Image: Washington Post

“We have a lot of innovative and original reporting,” Vineet Khosla, The Washington Postthe company’s technology director, said during an interview with On the edge. “At some point over the years and years of data-rich reporting we’ve done, there’s an answer buried in one of the things we’ve written.”

Below the response, you will find links to the articles the chatbot used to produce its response, along with the relevant excerpt from which it extracted the information. The tool is based on a great language model from OpenAI, but The Washington Post is also experimenting with AI models of Mistral and Meta’s Llama.

Image: Washington Post

When asked about the possibility of misinformation, Khosla said Climate Answers will not produce an answer to questions for which it does not have answers. “Unlike other response services, we are actually building this into verified journalism,” Khosla said. “If we don’t know the answer, I’d rather say ‘I don’t know’ than invent an answer.” However, we plan to test the tool when it launches today to get a sense of its protections.

The Washington Post is not the only media outlet that relies on its information archive to feed an AI chatbot. In March, the Financial Times began testing Ask FT, a chatbot that subscribers can use to get answers on topics related to the outlet’s reporting. Meanwhile, other publishers such as News Corp, Axel Springer, Dotdash Meredith and On the edgein Parent company Vox Media has entered into licensing partnerships with OpenAI.
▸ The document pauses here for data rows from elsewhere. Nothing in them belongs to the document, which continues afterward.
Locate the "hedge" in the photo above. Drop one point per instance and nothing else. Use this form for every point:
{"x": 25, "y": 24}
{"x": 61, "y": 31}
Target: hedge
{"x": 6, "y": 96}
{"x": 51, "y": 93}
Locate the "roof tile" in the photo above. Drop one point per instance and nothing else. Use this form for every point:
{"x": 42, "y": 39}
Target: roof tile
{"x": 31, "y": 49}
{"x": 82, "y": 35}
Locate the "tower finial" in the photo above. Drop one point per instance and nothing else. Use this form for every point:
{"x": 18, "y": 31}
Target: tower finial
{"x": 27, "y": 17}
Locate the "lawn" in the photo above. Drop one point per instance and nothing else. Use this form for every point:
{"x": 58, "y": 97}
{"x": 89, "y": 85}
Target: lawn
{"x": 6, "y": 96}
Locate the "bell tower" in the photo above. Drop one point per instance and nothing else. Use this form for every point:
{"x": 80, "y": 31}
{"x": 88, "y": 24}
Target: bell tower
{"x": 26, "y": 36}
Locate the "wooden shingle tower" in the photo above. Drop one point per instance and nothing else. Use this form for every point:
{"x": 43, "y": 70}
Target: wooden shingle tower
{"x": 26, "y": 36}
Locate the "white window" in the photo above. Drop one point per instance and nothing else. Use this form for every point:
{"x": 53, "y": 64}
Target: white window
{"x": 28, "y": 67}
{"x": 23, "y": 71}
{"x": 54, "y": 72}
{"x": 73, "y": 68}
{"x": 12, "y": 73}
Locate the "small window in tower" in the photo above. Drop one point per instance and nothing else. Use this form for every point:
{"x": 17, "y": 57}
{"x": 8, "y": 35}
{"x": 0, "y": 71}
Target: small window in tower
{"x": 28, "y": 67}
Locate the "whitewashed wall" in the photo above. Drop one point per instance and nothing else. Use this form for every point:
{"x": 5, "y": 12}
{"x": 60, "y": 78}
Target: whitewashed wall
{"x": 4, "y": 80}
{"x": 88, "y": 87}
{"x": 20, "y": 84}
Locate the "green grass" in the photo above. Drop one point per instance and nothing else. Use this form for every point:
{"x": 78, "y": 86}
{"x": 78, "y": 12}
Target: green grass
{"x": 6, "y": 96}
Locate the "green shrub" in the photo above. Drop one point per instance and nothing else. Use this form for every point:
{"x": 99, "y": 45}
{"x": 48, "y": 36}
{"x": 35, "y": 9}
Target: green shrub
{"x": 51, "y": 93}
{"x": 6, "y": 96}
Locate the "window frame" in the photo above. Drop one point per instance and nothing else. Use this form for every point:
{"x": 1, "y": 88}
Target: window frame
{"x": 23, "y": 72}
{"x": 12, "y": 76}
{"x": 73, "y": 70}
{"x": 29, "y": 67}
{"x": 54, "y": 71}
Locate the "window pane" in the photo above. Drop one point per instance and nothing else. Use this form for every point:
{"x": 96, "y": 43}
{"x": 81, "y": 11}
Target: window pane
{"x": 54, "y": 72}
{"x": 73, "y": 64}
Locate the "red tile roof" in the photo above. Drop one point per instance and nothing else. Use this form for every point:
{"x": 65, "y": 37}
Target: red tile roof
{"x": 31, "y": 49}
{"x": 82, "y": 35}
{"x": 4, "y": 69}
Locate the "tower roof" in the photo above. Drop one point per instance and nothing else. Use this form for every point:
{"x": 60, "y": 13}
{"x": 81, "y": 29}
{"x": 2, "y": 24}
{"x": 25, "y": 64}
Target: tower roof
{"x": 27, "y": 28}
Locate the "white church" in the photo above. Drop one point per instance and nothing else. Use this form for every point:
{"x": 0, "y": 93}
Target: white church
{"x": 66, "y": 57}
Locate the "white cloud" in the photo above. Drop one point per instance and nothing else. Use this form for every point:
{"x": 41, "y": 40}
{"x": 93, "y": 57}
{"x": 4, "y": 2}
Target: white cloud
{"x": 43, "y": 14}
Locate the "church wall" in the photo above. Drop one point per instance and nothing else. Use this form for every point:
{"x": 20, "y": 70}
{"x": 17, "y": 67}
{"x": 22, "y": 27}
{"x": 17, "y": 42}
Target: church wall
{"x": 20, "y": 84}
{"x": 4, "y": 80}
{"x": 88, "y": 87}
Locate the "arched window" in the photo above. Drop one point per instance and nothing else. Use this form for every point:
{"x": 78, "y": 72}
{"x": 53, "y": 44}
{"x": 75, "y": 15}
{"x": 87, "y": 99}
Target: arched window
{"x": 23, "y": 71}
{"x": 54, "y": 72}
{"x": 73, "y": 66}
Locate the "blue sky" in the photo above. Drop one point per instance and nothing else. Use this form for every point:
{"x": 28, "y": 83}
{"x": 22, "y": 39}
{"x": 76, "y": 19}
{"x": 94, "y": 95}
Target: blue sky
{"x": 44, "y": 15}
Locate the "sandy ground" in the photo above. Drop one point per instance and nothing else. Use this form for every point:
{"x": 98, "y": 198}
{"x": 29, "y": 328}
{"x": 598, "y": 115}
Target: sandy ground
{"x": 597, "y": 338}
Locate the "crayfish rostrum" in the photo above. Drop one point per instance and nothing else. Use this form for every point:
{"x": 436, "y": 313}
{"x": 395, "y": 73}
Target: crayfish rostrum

The Washington Post has been gradually based on the use of AI; According to Khosla, the outlet also released AI-based summaries for some of his articles. Although The Washington PostAlthough the company’s new chatbot is only capable of answering climate-related questions, Khosla did not rule out the possibility of expanding it to other topics covered by the vehicle. “We absolutely hope this experiment extends and expands to everything The Washington Post does,” Khosla said.